Inter-process communication---pipelines

Source: Internet
Author: User

Although I have seen apue this book, but still practice the truth. Although I have seen the relevant content, but just stay on the theoretical level, the problem encountered today is in Daniel's prompt to understand the reason---the pipeline communication between the processes caused the process to block.

The problem is that, using the resource manager rigger-ng to start the nginx process, the card in the Nginx syntax check one step and can not continue down, resulting in nginx cannot start. At first I and colleague toss half a day thought is Nginx configuration problem, later discovered is the process of communication out of the problem, Nginx boot process need to pass through the pipeline and another process responsible for writing the log, and another process responsible for writing the log, that is responsible for reading the pipeline process is not started. Take advantage of the time in Sunday, the original view of the process of communication between the pipeline to review the content again, make a record.

Communication between processes typically is: Anonymous pipe (pipe), well-known pipeline (FIFO), Message Queuing, semaphores, shared storage, and sockets. Pipeline is one of the oldest and widely used communication methods, generally only support half-duplex communication mode (a pipeline can only send data in one direction, but not send). While some systems now support full-duplex pipeline communication, it is generally not an assumption when used. here is a review of the communication between the anonymous pipe (pipe) and the famous pipe (Fifio).

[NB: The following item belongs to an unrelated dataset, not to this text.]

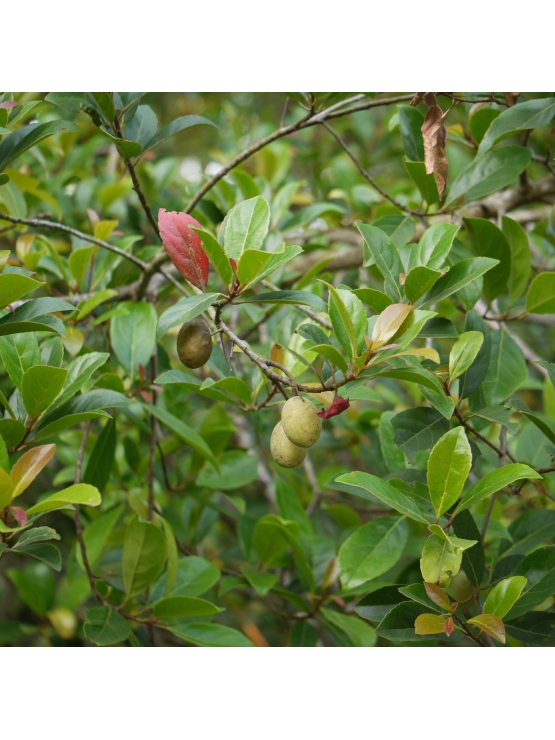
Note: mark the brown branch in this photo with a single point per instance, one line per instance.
(41, 223)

  One, anonymous pipe (pipe)

  Anonymous pipes, as the name implies, is a pipe without a name. It is because this pipeline has no name, so its application is limited. This pipeline can only be used for communication between processes that have affinity, that is, parent-child processes or sibling processes. In essence, an anonymous pipe can be understood as a special file system, except that the file system differs from the file system under UNIX, which does not exist on disk, but is present in the memory of the computer (a bit similar to the/proc in the file system). Its creation function is as follows:

#include <unistd.h>

int pipe (int fd[2]);

After the pipeline was created successfully, two file descriptors fd[0] and fd[1 were returned via FD. Fd[0] is opened for reading, Fd[1] is open for writing, fd[1] output is exactly the input of fd[0].

Because it is half-duplex communication, the flow of data between the processes that communicate through the pipeline is shown in 1, of course, by closing the different file descriptors, which can also reverse the flow of data.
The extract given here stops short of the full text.